Problematisch sei auch, dass immer mehr Mitbewerber auf den Markt drängen. Aktuell sei das kein Problem, es gibt mehr Holz als Firmen, die es beseitigen können. Was aber passiert, wenn die Fichte wirklich aus den Wäldern verschwindet?
"Die wenigen Aufträge, die bleiben, gehen dann über den Preis, könnte ich mir vorstellen."
Durchaus möglich, dass der Klimawandel einen Verdrängungswettbewerb bei Forstwirtschaftlichen Betrieben auslöst. Die Branche ist verunsichert, niemand weiß, wie es weitergeht!
Helfen würde nur viel Regen
Baum für Baum erntet Thomas Ritschel an diesem Montag, morgen werden die Stämme abtransportiert. Trotz des hohen Einschlags, gewinnen lässt sich der Kampf gegen den Borkenkäfer so nicht. Die schiere Menge befallener Bäume ist einfach zu groß. Letztlich helfe nur eines, so Ritschel: Regen, viel Regen!
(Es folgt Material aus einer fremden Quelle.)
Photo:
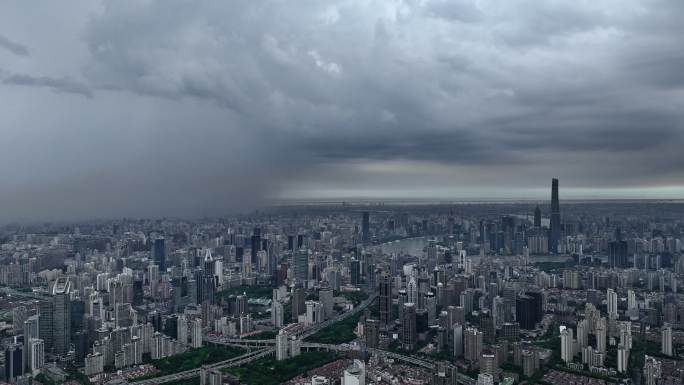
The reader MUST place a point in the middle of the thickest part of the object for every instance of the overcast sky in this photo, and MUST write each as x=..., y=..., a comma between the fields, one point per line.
x=178, y=107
"Ich hoffe ja immer noch darauf, wir haben letztes Jahr auch darauf gehofft, dass wir einen sehr nassen Winter bekommen, das bremst uns zwar bei der Arbeit ein, wenn es zu nass ist, können wir nicht mehr fahren wegen Spuren und Bodenverwundung, aber das wäre wahrscheinlich die einzige Möglichkeit, das natürlich in den Griff zu kriegen."